His chest constricted.Lord, please let David still be alive.

He grabbed Ruiz's notebook from the console. The pages were dog-eared and stained, covered in cramped handwriting and hasty sketches—timestamps, coordinates, tide patterns, shorthand that probably made sense to Ruiz but read like code to everyone else.

He flipped through, scanning for something he'd missed, some detail that would tell him where to look next.

Cara leaned closer. The movement brought her into his space, close enough that he caught the faint scent of vanilla and flour that seemed to cling to her even after everything that had happened.

The cab suddenly felt smaller.

"Here," she murmured, pointing.

His eyes followed her finger to an address circled twice in thick pencil:

136 Harbor Road — H.C. Annex B

Cara frowned. "That’s the church address. There’s an old building in back. Could be the annex." She sat up. “Yes. It must be. Pastor Ben mentioned it a few weeks ago. They keep overflow from the thrift ministry there—extra donation boxes, furniture people drop off."

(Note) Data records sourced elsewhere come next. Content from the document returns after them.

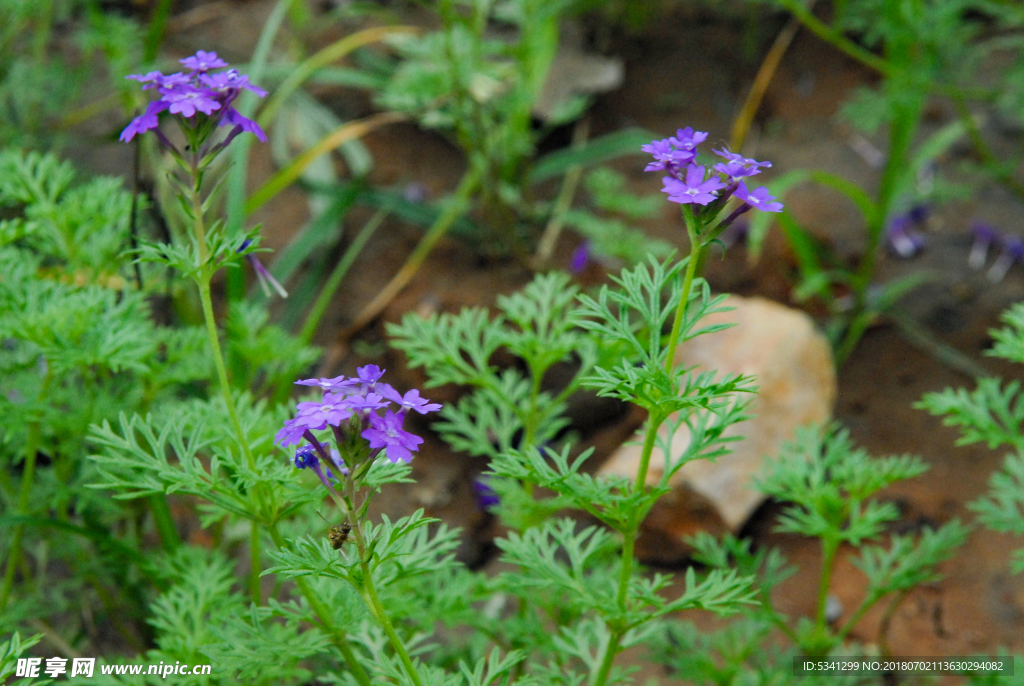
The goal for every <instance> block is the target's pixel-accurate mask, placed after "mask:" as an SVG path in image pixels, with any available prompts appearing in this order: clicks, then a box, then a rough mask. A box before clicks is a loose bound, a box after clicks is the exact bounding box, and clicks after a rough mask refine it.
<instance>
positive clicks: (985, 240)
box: [968, 221, 1024, 284]
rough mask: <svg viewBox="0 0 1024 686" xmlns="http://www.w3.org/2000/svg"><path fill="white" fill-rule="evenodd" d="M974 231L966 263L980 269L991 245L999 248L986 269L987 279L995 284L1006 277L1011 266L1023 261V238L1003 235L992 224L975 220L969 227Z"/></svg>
mask: <svg viewBox="0 0 1024 686" xmlns="http://www.w3.org/2000/svg"><path fill="white" fill-rule="evenodd" d="M971 232H972V233H974V244H973V245H972V246H971V254H970V256H969V257H968V263H969V264H970V265H971V267H972V268H973V269H982V268H984V266H985V262H987V261H988V253H989V251H990V250H991V248H992V246H998V247H1000V248H1001V250H1000V251H999V254H998V255H997V256H996V258H995V261H993V262H992V266H991V267H990V268H989V269H988V273H987V276H988V281H990V282H992V283H993V284H997V283H999V282H1001V281H1002V280H1004V278H1006V277H1007V274H1008V273H1010V269H1011V267H1013V266H1014V265H1015V264H1017V263H1018V262H1021V261H1024V240H1022V239H1021V238H1020V237H1017V235H1004V234H1001V233H1000V232H999V231H998V230H997V229H996V228H995V227H994V226H991V225H990V224H986V223H983V222H980V221H979V222H975V223H974V225H973V226H972V227H971Z"/></svg>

She stared out the window. "Why would Ruiz go there?"

The question dropped into the silence like a stone into still water, sending ripples outward.

Gabe's breath caught as understanding hit him. "Because the men David and Ruiz were investigating wouldn’t expect them to go there." His pulse kicked up. "The motel, your bakery, the overlook—they searched or watched every place they thought mattered. But a storage room behind a church? No one would think to watch that."